WASHINGTON, DC, September 3, 2004 (ENS) - Today marks the 40th anniversary
of a major milestone in the protection of the nation's wild and special
places, the signing of the Wilderness Act. 

On September 3, 1964 President Lyndon Johnson signed the landmark
conservation law, which protects areas "where the earth and its community
of life are untrammeled by man, where man himself is a visitor who does
not remain." 

The pressures that prompted federal lawmakers to adopt the act were noted
in the law's statement of policy: 

"In order to assure that an increasing population, accompanied by
expanding settlement and growing mechanization, does not occupy and modify
all areas within the United States and its possessions, leaving no lands
designated for preservation and protection in their natural condition, it
is hereby declared to be the policy of the Congress to secure for the
American people of present and future generations the benefits of an
enduring resource of wilderness." 

The original act set aside 54 wilderness areas - covering 9.1 million
acres - of federal land in 13 states through the creation of the National
Wilderness Preservation System. It also created a national mandate to
identify additional areas within national forests, parks and wildlife
refuges for protection. In 1976 the Federal Land Policy and Management Act
extended the mandate to lands managed by the U.S. Bureau of Land
Management (BLM). 

Today the nation has 662 federal wilderness areas, covering some 106
million acres across 44 states. 

The protected areas total 4.7 percent of the United States, with more than
half this total in Alaska. 

Many of these areas provide a wide variety of recreational opportunities
such as hunting, fishing, hiking, climbing, camping and kayaking. 

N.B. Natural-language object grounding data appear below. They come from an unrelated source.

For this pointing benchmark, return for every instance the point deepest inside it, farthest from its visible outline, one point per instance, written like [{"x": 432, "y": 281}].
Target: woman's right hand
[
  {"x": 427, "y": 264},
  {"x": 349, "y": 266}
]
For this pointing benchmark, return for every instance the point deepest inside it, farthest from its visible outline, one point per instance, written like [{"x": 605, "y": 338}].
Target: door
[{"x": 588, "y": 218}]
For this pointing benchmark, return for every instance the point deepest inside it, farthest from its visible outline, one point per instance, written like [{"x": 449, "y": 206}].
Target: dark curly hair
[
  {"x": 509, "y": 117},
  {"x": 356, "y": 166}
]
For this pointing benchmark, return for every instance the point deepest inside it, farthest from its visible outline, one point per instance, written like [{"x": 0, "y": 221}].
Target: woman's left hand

"The world had never seen legislation like it: a deliberate and visionary
effort to protect from development vast areas of wild places, and to
preserve them for the enjoyment of all Americans of every generation,"
Meadows said. 

The act did not have an easy path into existence - the first version of
the law was introduced in 1957 by Senator Hubert Humphrey, a Minnesota
Democrat, and Representative John Saylor, a Pennsylvania Republican. 

The concept of enacting a law to protect federal wilderness was met with
deep skepticism and even drew opposition from the National Park Service. 

But after eight years - and more than 60 rewrites - the Wilderness Act
overwhelmingly passed both the Senate and the House and was sent to the
White House. 

At the time the act was being debated in the Congress there were
"bulldozers and cement mixers ready to go to work," said former Maryland
Republican Senator Charles McC Mathis, who helped steer the bill through
Congress. 

"If the act had not passed they would have gone to work and we would have
lost that which could not have been repaired," Mathis said. "This is a
bipartisan effort that has succeeded - it is unique in its history and
achievement." 

The 40th commemoration of the Wilderness Act comes amid concern by
conservationists that the bipartisan spirit that permitted enactment of
the law has dissipated under the Bush administration. 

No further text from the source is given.